Your gut may tell you something is wrong. The supposed roofer may tell you that everything is OK. After all, “you’ve been paying premiums for all these years, ” and “anyway, all it will cost you is the deductible.” It isn’t OK. If you knowingly buy into the scheme, it might amount to insurance fraud, which is a crime. If that’s not enough for you, the homeowner’s insurance policy could get canceled, which in some insurance markets, is a fate worse than death.
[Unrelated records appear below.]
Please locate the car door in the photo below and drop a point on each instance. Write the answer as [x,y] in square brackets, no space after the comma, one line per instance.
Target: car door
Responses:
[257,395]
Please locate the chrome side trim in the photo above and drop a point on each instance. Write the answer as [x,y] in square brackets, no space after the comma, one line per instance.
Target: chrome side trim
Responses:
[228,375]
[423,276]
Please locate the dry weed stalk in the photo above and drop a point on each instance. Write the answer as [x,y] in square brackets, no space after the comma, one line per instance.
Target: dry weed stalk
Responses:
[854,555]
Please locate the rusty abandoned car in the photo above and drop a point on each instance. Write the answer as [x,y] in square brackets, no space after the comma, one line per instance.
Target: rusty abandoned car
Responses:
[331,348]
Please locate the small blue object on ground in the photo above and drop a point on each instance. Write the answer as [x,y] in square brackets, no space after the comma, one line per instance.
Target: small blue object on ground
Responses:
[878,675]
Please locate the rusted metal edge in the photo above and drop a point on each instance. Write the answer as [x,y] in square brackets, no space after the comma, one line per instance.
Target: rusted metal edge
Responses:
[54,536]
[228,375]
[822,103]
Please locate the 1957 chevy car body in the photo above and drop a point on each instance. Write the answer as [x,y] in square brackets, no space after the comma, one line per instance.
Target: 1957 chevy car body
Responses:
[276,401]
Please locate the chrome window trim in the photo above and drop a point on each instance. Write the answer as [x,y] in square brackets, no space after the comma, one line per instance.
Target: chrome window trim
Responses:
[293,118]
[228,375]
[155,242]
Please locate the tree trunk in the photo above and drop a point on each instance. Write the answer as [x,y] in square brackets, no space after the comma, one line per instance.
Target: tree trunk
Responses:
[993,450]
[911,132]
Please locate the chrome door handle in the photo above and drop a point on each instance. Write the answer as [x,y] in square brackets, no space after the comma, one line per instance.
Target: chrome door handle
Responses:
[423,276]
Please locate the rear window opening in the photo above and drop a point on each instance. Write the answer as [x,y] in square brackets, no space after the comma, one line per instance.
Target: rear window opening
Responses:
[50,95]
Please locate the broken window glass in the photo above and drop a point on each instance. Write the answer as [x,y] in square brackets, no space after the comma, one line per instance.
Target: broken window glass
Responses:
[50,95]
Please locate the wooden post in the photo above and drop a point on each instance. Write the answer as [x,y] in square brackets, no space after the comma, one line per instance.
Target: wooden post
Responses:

It gets worse. Just at the point that you are ready to go along with all of this, the crooked roofer may ask you to sign an “assignment of benefits” (AOB). An AOB gives away all of the rights to your claim—including the right to be directly paid by your insurance company—to the roofer. Once payment is made by the insurer, the roofer may have no incentive to correct deficiencies in the work. What’s more, if the roofer’s charges are more than the insurance company’s payment, you may be on the hook for the difference. If it isn’t paid, the roofer might be able to place a lien on your house.

The Insurance Problem Solvers’ TIPS for Roofing Insurance Scams

1. Report a roof claim to your homeowner’s insurance company as soon as it is possible to do so. It will send an adjuster to assess the damage.
2. Don’t sign on with the first contractor — especially if he/she contacts you. Your homeowner’s insurance company works with many licensed and proven ones. Cooperate with the insurance adjuster and the claim will proceed much more smoothly.
3. Get several estimates. Roofers who have done work for your neighbors are a good start. Submit the estimates to the adjusted, who will do much of the legwork after that.
4. Don’t try to get extra work done at the expense of the insurance company. If you want more work done, get a separate estimate and pay for it yourself.
5. Confirm the license of everyone that you are considering. The homeowner’s insurer will work only with a properly licensed individual or company.
6. Don’t sign-off on any work as being complete and satisfactory until the insurance company has inspected and approved it.
7. Don’t sign an Assignment of Benefits (AOB) without the authorization of your homeowner’s insurance company.

Protecting yourself against roofing insurance scams is an important job. Make sure you consult your broker on the best way forward. Ask many friends and family who they have used in the past, and always be diligent before signing anything.